Let’s face it: Security isn’t an afterthought; it’s a business builder. The last thing you want to do is break the trust of your customer base, and nobody knows this better than Apple.
Last year, the technology giant refused to comply with an order from the FBI to create a backdoor to encrypted data on its iPhones. The debate brought privacy and security issues into the forefront, with the company standing up for its customers.
Apple refused to compromise their security, and you shouldn’t either.
Change the locks to your database — keep the key
We know it sounds rudimentary, but you need to ensure users that data both in transit and at rest is encrypted.

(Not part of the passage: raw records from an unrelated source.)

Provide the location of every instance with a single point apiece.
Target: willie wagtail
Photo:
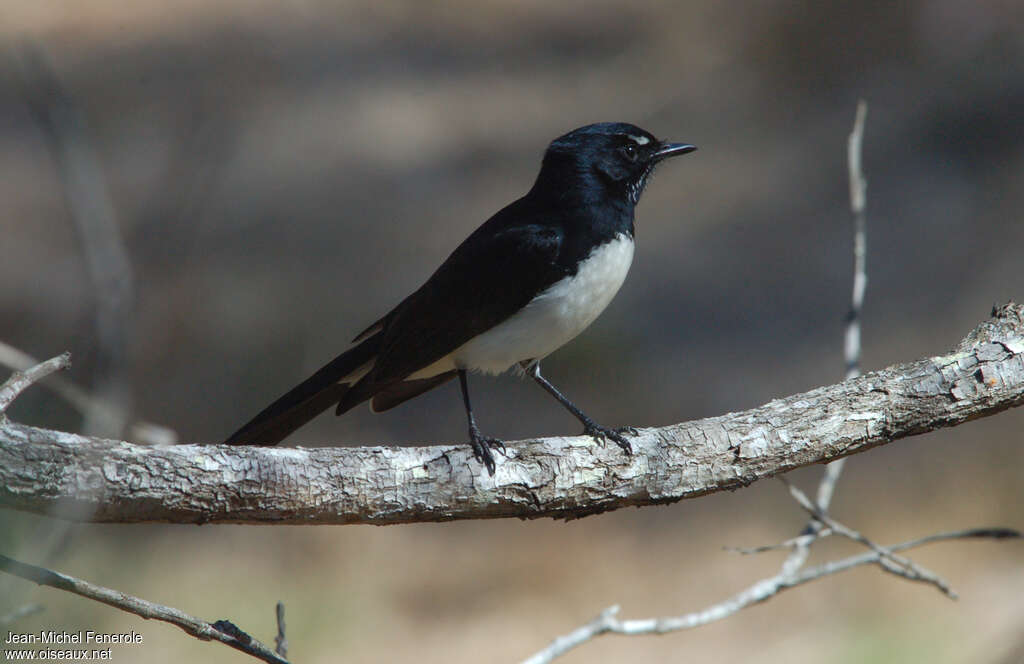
(523, 284)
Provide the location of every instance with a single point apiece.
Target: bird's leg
(590, 427)
(481, 445)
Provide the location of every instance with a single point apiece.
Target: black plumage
(583, 199)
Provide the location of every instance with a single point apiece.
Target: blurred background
(276, 175)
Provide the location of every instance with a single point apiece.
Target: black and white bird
(521, 286)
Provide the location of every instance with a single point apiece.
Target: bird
(526, 282)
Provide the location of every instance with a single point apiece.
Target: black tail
(307, 400)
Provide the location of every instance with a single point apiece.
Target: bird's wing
(493, 275)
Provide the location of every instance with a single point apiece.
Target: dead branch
(43, 470)
(607, 622)
(222, 630)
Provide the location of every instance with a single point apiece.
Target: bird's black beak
(673, 150)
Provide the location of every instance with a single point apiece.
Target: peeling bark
(72, 476)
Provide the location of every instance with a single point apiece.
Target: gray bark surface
(73, 476)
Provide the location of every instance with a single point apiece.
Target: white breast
(550, 320)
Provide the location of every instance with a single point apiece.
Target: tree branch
(222, 630)
(766, 588)
(43, 470)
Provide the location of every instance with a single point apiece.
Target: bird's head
(609, 159)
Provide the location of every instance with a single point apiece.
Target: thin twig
(222, 631)
(138, 430)
(91, 207)
(20, 380)
(890, 562)
(800, 540)
(280, 641)
(851, 345)
(22, 612)
(607, 622)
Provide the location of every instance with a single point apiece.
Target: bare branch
(760, 591)
(223, 631)
(280, 641)
(92, 211)
(24, 611)
(84, 403)
(566, 478)
(887, 559)
(20, 380)
(851, 345)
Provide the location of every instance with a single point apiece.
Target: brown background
(283, 173)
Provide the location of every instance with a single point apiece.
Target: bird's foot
(482, 447)
(617, 436)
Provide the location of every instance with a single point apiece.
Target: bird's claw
(600, 433)
(482, 447)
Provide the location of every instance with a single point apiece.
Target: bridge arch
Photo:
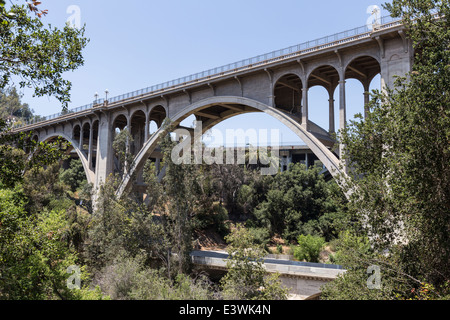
(90, 176)
(363, 67)
(330, 161)
(288, 93)
(158, 113)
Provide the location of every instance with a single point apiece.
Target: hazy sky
(138, 43)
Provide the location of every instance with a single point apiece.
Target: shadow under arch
(236, 105)
(90, 175)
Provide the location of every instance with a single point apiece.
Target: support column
(90, 150)
(80, 143)
(342, 106)
(366, 99)
(305, 108)
(332, 128)
(147, 127)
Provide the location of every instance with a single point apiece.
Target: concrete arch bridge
(276, 83)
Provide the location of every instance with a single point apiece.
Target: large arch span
(234, 106)
(90, 175)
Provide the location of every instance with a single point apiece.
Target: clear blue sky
(138, 43)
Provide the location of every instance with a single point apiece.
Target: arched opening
(153, 127)
(93, 151)
(158, 114)
(318, 107)
(322, 102)
(363, 69)
(288, 94)
(76, 134)
(120, 146)
(74, 154)
(85, 133)
(212, 111)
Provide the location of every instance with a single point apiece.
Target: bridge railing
(274, 56)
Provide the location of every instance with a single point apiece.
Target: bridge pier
(275, 83)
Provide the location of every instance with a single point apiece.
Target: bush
(309, 248)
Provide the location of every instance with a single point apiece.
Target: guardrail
(274, 56)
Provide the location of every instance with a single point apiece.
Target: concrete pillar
(331, 114)
(104, 165)
(90, 150)
(147, 127)
(342, 106)
(342, 118)
(305, 108)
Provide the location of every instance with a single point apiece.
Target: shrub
(309, 248)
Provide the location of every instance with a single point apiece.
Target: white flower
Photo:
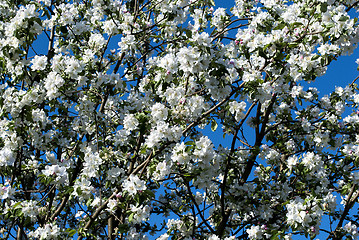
(159, 112)
(56, 171)
(133, 184)
(39, 63)
(111, 205)
(130, 122)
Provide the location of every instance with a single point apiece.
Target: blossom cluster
(112, 112)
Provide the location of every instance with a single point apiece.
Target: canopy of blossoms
(106, 106)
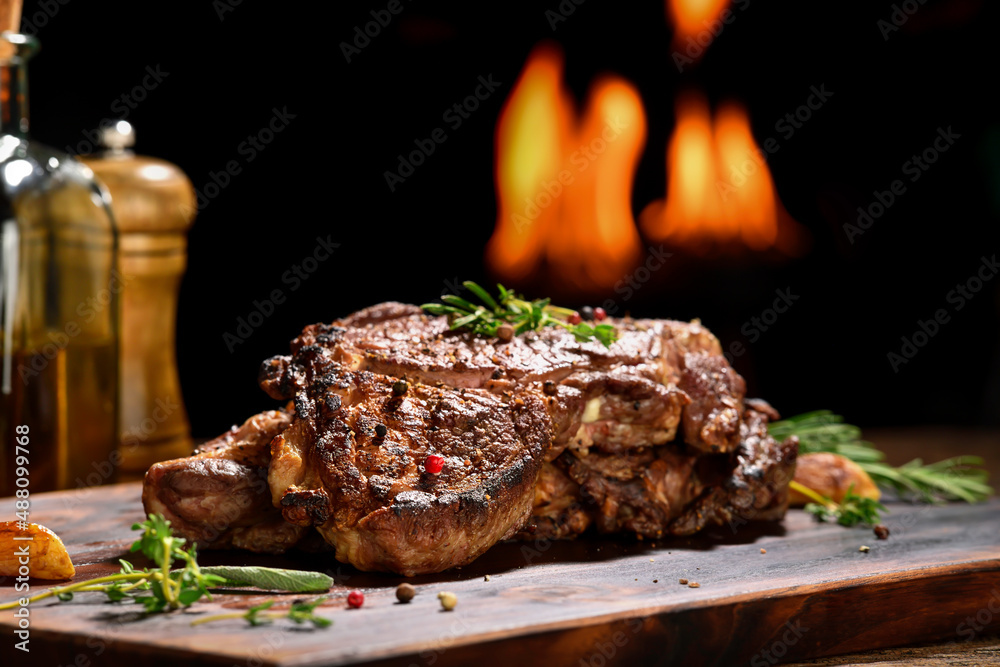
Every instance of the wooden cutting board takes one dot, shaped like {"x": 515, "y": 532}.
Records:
{"x": 591, "y": 602}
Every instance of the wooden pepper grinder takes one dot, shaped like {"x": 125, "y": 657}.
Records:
{"x": 154, "y": 205}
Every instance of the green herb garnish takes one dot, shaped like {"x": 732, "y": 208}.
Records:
{"x": 851, "y": 511}
{"x": 515, "y": 311}
{"x": 299, "y": 612}
{"x": 957, "y": 478}
{"x": 171, "y": 588}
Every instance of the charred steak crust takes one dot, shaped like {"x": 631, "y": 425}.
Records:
{"x": 353, "y": 466}
{"x": 219, "y": 497}
{"x": 542, "y": 436}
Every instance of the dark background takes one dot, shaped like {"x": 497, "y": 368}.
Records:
{"x": 323, "y": 174}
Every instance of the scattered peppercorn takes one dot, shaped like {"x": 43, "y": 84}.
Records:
{"x": 433, "y": 464}
{"x": 405, "y": 592}
{"x": 448, "y": 600}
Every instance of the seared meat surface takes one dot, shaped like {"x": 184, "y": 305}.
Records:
{"x": 219, "y": 497}
{"x": 541, "y": 436}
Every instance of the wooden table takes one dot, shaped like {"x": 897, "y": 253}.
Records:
{"x": 589, "y": 602}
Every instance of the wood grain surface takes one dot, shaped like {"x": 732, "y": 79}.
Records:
{"x": 589, "y": 602}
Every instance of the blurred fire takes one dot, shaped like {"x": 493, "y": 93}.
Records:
{"x": 719, "y": 190}
{"x": 564, "y": 184}
{"x": 692, "y": 17}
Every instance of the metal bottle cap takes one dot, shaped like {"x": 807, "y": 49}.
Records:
{"x": 119, "y": 136}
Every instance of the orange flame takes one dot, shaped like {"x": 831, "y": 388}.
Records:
{"x": 564, "y": 186}
{"x": 719, "y": 189}
{"x": 693, "y": 17}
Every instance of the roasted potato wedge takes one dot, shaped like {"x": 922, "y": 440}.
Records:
{"x": 831, "y": 475}
{"x": 47, "y": 557}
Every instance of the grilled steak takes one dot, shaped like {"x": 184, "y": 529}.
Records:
{"x": 219, "y": 497}
{"x": 543, "y": 435}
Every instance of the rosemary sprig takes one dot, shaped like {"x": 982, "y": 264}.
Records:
{"x": 512, "y": 309}
{"x": 851, "y": 511}
{"x": 957, "y": 478}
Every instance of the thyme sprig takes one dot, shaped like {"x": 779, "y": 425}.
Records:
{"x": 300, "y": 612}
{"x": 956, "y": 478}
{"x": 171, "y": 588}
{"x": 510, "y": 308}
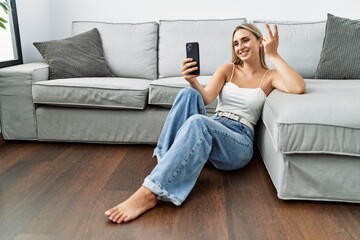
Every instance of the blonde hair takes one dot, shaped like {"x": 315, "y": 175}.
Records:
{"x": 257, "y": 33}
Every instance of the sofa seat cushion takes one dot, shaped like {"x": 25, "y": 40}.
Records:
{"x": 163, "y": 91}
{"x": 326, "y": 119}
{"x": 122, "y": 93}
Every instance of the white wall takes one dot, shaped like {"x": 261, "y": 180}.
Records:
{"x": 42, "y": 20}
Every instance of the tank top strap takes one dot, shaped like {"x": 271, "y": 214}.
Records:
{"x": 232, "y": 74}
{"x": 263, "y": 77}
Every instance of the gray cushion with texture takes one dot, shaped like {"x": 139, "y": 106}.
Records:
{"x": 340, "y": 56}
{"x": 326, "y": 119}
{"x": 129, "y": 48}
{"x": 121, "y": 93}
{"x": 163, "y": 91}
{"x": 77, "y": 56}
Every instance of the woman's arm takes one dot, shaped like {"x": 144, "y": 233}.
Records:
{"x": 286, "y": 78}
{"x": 212, "y": 90}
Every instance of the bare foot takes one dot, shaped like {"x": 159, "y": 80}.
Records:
{"x": 141, "y": 201}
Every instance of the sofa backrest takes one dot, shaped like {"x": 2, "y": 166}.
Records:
{"x": 300, "y": 44}
{"x": 130, "y": 49}
{"x": 214, "y": 37}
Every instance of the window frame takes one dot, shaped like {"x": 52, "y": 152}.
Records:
{"x": 15, "y": 28}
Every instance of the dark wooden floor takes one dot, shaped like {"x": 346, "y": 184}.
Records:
{"x": 61, "y": 190}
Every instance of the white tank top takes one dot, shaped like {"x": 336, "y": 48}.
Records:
{"x": 245, "y": 102}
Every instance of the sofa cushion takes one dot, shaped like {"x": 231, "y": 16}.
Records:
{"x": 326, "y": 119}
{"x": 120, "y": 93}
{"x": 300, "y": 43}
{"x": 163, "y": 91}
{"x": 340, "y": 55}
{"x": 214, "y": 37}
{"x": 129, "y": 48}
{"x": 77, "y": 56}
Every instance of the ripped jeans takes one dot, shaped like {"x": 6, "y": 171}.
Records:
{"x": 189, "y": 139}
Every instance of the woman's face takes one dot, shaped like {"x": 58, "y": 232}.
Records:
{"x": 245, "y": 44}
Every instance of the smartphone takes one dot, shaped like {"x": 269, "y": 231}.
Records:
{"x": 192, "y": 51}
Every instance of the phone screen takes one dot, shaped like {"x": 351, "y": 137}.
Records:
{"x": 192, "y": 51}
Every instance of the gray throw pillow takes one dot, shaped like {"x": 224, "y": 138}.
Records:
{"x": 77, "y": 56}
{"x": 340, "y": 55}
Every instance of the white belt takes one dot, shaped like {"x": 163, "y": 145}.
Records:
{"x": 235, "y": 117}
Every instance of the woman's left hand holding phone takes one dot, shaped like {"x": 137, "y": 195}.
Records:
{"x": 188, "y": 67}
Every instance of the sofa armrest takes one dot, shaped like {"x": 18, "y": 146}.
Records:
{"x": 18, "y": 120}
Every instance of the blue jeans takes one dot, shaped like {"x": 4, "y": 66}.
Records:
{"x": 189, "y": 139}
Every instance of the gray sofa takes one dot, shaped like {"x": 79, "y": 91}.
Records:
{"x": 310, "y": 143}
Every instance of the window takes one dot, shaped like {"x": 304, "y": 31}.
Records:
{"x": 10, "y": 48}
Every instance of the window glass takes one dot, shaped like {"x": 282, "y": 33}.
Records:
{"x": 10, "y": 49}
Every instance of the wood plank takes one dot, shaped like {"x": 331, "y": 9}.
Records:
{"x": 61, "y": 191}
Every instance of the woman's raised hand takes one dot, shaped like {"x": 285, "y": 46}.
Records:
{"x": 189, "y": 66}
{"x": 271, "y": 42}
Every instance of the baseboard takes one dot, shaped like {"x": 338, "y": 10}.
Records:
{"x": 1, "y": 139}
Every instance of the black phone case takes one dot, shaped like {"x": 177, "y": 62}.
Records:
{"x": 192, "y": 51}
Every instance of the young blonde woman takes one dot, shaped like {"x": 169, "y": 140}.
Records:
{"x": 190, "y": 139}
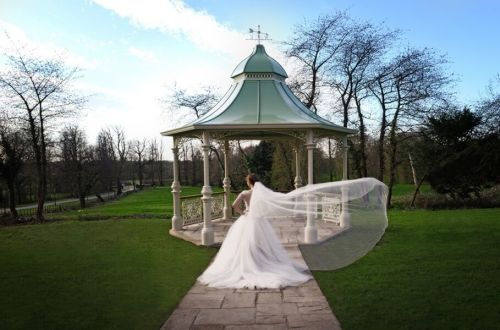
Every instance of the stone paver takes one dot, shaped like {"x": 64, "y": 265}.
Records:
{"x": 300, "y": 307}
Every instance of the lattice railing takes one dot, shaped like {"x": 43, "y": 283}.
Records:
{"x": 332, "y": 208}
{"x": 192, "y": 208}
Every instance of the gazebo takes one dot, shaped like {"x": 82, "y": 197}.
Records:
{"x": 258, "y": 106}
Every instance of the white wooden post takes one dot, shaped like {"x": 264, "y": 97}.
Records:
{"x": 226, "y": 183}
{"x": 207, "y": 233}
{"x": 345, "y": 216}
{"x": 311, "y": 233}
{"x": 177, "y": 221}
{"x": 298, "y": 178}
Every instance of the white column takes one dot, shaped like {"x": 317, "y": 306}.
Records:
{"x": 207, "y": 233}
{"x": 226, "y": 182}
{"x": 311, "y": 233}
{"x": 177, "y": 221}
{"x": 298, "y": 178}
{"x": 345, "y": 148}
{"x": 345, "y": 216}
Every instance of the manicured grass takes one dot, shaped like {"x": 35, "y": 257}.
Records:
{"x": 407, "y": 189}
{"x": 152, "y": 202}
{"x": 431, "y": 270}
{"x": 110, "y": 274}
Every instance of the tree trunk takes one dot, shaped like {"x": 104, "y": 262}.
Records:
{"x": 12, "y": 197}
{"x": 362, "y": 139}
{"x": 81, "y": 198}
{"x": 330, "y": 159}
{"x": 381, "y": 151}
{"x": 417, "y": 189}
{"x": 413, "y": 172}
{"x": 393, "y": 161}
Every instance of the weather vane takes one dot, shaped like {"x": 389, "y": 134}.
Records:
{"x": 260, "y": 35}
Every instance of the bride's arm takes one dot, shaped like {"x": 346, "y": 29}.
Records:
{"x": 237, "y": 203}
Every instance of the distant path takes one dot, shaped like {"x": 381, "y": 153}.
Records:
{"x": 69, "y": 200}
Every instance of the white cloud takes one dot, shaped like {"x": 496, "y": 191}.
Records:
{"x": 174, "y": 17}
{"x": 144, "y": 55}
{"x": 12, "y": 37}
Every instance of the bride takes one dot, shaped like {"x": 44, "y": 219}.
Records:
{"x": 251, "y": 255}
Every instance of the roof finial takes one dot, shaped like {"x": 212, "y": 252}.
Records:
{"x": 260, "y": 35}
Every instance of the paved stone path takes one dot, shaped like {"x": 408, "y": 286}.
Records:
{"x": 299, "y": 307}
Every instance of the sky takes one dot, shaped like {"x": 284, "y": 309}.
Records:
{"x": 133, "y": 52}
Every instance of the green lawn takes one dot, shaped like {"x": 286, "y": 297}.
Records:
{"x": 123, "y": 274}
{"x": 432, "y": 270}
{"x": 407, "y": 189}
{"x": 152, "y": 202}
{"x": 110, "y": 274}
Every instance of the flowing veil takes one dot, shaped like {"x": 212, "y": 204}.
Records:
{"x": 357, "y": 206}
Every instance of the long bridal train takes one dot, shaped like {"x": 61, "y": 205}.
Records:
{"x": 252, "y": 256}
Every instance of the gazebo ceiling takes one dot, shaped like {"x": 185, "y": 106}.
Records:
{"x": 259, "y": 105}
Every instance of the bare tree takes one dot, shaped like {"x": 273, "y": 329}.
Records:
{"x": 12, "y": 158}
{"x": 40, "y": 93}
{"x": 406, "y": 89}
{"x": 314, "y": 44}
{"x": 106, "y": 158}
{"x": 196, "y": 102}
{"x": 78, "y": 162}
{"x": 139, "y": 149}
{"x": 122, "y": 149}
{"x": 350, "y": 73}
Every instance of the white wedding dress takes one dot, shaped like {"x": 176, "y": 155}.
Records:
{"x": 252, "y": 256}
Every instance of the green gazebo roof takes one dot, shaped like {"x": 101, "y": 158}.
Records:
{"x": 259, "y": 104}
{"x": 259, "y": 62}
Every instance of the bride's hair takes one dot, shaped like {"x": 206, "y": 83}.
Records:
{"x": 252, "y": 178}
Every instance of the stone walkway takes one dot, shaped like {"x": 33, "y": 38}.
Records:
{"x": 300, "y": 307}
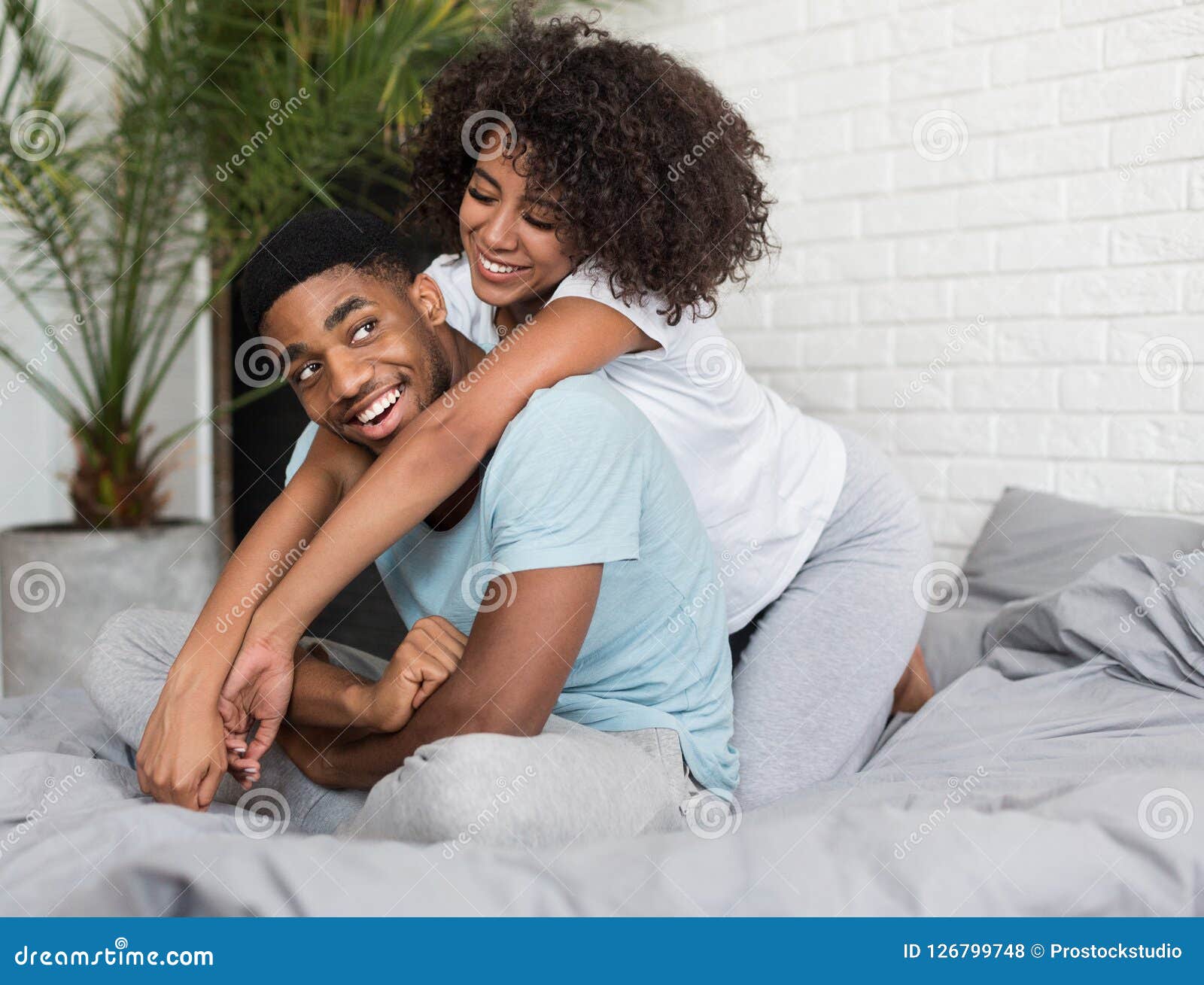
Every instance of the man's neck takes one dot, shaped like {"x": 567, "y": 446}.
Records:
{"x": 461, "y": 351}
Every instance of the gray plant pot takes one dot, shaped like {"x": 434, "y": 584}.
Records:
{"x": 60, "y": 584}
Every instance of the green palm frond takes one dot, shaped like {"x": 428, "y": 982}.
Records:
{"x": 223, "y": 120}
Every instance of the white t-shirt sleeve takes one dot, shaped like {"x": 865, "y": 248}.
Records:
{"x": 467, "y": 313}
{"x": 595, "y": 284}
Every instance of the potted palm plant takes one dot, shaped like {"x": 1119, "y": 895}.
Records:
{"x": 220, "y": 120}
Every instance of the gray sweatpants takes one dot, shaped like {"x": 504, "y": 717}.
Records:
{"x": 816, "y": 668}
{"x": 569, "y": 783}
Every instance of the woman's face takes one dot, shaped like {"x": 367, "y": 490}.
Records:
{"x": 509, "y": 238}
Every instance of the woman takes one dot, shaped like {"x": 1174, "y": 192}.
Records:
{"x": 599, "y": 193}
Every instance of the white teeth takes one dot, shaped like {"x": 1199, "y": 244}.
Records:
{"x": 379, "y": 405}
{"x": 497, "y": 268}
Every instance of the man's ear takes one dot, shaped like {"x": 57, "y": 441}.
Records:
{"x": 429, "y": 299}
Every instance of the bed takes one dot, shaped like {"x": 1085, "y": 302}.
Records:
{"x": 1057, "y": 771}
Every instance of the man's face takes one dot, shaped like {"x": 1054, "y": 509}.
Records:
{"x": 361, "y": 355}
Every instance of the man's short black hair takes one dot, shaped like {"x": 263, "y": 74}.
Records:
{"x": 312, "y": 244}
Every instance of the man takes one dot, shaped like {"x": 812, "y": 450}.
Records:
{"x": 572, "y": 572}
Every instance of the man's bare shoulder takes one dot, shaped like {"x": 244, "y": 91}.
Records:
{"x": 336, "y": 459}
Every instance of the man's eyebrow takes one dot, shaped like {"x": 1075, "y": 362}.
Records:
{"x": 345, "y": 309}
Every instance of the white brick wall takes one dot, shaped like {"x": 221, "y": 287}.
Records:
{"x": 1023, "y": 310}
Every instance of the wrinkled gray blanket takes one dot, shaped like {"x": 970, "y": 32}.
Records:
{"x": 1060, "y": 776}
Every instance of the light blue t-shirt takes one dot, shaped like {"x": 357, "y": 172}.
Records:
{"x": 581, "y": 477}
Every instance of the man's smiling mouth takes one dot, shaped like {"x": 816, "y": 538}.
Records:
{"x": 379, "y": 418}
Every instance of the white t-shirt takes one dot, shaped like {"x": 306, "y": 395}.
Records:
{"x": 764, "y": 476}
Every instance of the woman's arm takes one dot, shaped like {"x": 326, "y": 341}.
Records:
{"x": 182, "y": 754}
{"x": 436, "y": 453}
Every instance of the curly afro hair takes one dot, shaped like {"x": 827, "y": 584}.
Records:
{"x": 654, "y": 172}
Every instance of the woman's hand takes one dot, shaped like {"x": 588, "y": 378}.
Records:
{"x": 427, "y": 658}
{"x": 182, "y": 755}
{"x": 257, "y": 690}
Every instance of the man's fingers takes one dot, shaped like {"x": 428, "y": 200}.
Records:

While reviewing countless “what-if” scenarios is helpful doomsday prep in the event of a breach, you’re better off doubling down on your encryption key protocols.
For example, rather than embedding your encryption key within your application, you can store it on a hardware security module (HSM) to add another tier to accessing your database. According to Security Intelligence, the HSM serves as an offline host for your encryption key and protects against invading hackers by moving off the web.
Taking action shows customers that you’re invested in their protection and value their contributions beyond cashing checks every month.
Never lower the drawbridge to a Trojan
What cues should you take away from the Apple case? Where should you draw the line between security and privacy? These questions are critical to maintaining your business and widening the gap between yourself and your competitors. With hackers devising more sophisticated methods to lift your customers’ secured data, it’s imperative to stay ahead of their efforts.
By refusing to compromise security, you can be the George Clooney from “Ocean’s Eleven” rather than the George Clooney of “The Perfect Storm.” Take a closer look at your protocols, bolster your defenses ahead of a potential attack and be proactive in identifying weaknesses to reap the benefits of customer retention.
In an interview with The New York Times, former National Security Agency analyst Jay Kaplan said, “Apple is a business, and it has to earn the trust of its customers. It needs to be perceived as something that can fix this vulnerability as soon as possible.”
In a forest of silver maples, be the Apple tree above the competition.